After the United States intervened, Kim’s sentence was reduced and he was later freed.

South Korea’s economy boomed during Chun’s tenure. South Korea also hosted the 1986 Asian Games, and was awarded the right to host the 1988 Summer Olympics. This took place after Chun left office.

Chun introduced several liberalizing steps, including the lifting of restrictions on foreign travel and ending of the Korean War-era curfew. To get Washington’s endorsement of his military-backed government, he reportedly dropped plans to develop atomic bombs and longer-range missiles.

Chun sought to reconcile with North Korea and requested summit talks with Kim Il Sung (the late grandfather of the current leader Kim Jong Un). Also, he approved visits from families that were separated during the Korean War. He also accepted an offer for flood aid by North Korea.

North Korea, however, repeatedly challenged South Korea during Chun’s rule. A bomb attack on Chun in 1983 was triggered by North Korean commandos. It occurred during Chun’s visit to Myanmar. The attack that killed 21 people and injured several South Korean ministers left Chun barely surviving. North Korean agents killed all 115 onboard a South Korean plane in 1987.

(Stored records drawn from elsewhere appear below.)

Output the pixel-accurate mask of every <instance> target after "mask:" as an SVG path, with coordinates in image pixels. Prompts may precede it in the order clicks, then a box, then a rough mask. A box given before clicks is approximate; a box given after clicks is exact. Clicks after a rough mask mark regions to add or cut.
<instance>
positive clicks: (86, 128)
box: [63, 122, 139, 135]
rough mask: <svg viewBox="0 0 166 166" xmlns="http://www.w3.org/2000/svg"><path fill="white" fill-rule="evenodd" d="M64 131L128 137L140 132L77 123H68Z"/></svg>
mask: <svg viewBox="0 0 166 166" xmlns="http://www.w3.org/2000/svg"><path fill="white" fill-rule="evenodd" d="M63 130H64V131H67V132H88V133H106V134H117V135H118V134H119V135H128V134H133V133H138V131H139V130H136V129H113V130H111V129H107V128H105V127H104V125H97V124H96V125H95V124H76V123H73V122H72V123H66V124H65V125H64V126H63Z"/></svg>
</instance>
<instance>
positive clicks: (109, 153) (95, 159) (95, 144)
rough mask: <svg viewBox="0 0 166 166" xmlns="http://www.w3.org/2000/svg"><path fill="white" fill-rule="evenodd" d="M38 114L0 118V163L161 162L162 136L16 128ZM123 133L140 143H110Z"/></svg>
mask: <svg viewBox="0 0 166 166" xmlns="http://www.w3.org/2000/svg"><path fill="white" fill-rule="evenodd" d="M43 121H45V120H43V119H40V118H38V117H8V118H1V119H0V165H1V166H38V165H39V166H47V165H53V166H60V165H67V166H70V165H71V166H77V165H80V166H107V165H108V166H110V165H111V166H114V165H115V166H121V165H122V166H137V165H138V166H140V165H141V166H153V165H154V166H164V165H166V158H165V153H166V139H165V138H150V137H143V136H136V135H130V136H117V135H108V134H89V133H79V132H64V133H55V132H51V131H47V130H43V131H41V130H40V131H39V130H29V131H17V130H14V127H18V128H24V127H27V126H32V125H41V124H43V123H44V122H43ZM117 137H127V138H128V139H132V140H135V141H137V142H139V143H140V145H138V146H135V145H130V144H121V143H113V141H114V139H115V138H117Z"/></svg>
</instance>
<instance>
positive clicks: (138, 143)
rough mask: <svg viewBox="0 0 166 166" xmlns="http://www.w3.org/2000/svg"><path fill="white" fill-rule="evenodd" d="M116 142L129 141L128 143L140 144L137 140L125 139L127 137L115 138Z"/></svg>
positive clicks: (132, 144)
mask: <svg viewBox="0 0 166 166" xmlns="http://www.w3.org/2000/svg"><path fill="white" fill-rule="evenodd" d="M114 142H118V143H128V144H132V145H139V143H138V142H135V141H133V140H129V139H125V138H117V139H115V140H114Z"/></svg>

Domestic demonstrations, anger at human rights abuses in the indirect presidential election system and public protests led Chun to accept a constitutional change for a direct electoral system.

Roh Tae-woo, Chun’s army colleague who assisted during his coup, won the 1987 election, largely thanks to a vote split among liberal opposition candidates.

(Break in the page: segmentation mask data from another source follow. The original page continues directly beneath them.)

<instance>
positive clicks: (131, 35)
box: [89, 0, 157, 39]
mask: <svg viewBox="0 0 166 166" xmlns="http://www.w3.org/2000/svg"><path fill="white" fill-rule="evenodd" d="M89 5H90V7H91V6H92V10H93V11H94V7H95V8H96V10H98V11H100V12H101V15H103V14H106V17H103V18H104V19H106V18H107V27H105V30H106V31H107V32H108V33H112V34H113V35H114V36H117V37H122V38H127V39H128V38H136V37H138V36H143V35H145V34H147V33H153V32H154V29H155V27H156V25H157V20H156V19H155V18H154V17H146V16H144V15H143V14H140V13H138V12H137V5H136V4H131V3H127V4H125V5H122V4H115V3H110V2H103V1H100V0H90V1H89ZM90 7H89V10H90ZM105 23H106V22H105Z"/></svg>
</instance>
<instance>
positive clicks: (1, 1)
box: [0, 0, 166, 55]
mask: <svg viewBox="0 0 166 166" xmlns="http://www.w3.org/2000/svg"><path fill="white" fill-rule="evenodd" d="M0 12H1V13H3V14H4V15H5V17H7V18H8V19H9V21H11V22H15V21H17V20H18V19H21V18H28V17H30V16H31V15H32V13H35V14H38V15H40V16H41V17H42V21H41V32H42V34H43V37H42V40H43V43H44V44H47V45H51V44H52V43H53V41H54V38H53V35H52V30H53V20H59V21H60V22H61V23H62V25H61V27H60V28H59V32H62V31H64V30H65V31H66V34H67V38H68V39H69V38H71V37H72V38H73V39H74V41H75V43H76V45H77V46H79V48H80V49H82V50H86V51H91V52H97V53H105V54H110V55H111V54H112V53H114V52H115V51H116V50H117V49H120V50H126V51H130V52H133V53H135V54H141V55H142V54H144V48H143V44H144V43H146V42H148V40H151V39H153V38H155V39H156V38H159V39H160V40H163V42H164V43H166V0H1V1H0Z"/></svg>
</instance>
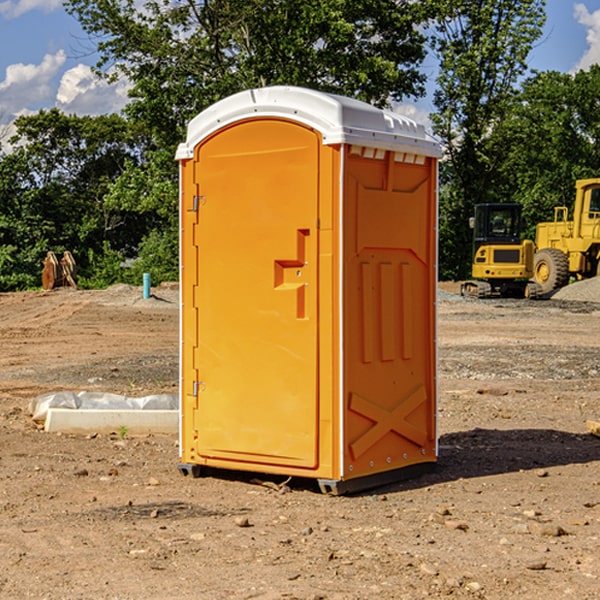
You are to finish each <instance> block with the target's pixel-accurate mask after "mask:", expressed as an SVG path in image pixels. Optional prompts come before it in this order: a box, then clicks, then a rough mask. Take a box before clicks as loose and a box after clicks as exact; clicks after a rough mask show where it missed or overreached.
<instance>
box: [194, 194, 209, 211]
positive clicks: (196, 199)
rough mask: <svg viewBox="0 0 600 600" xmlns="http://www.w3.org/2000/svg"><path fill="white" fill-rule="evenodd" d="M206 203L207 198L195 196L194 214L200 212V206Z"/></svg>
mask: <svg viewBox="0 0 600 600" xmlns="http://www.w3.org/2000/svg"><path fill="white" fill-rule="evenodd" d="M205 201H206V196H194V204H193V207H192V210H193V211H194V212H198V209H199V208H200V206H202V205H203V204H204V203H205Z"/></svg>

There have been calls for Chun’s punishment for human rights violations and corruption.

Kim Yongsam, a former pro-democracy activist, was elected president in 1993. He had Chun and Roh tried as part of a reform drive.

They were both convicted for mutiny as well as treason in relation to the Gwangju crackdown. Chun was executed, while Roh was sent to 22 1/2 year imprisonment.

The Supreme Court later reduced those sentences. Kim Pardoned Two Former Presidents at the Request of Kim Dae-jung (the once-incarcerated activist who wanted national reconciliation and the recovery of an economy that was hit by the Asian foreign currency crisis).

Roh passed away last month, aged 88, from complications related to various illnesses.

A court order was issued to Chun before he was freed. It required him to return $190million he’d amassed through a slush funds during his rule. After claiming he was poor, Chun returned only part of the money. In 2013, his family stated that it would pay out $190 million in real estate, paintings, and other assets.


Kim Tong-hyung (Associated Press) contributed to the report.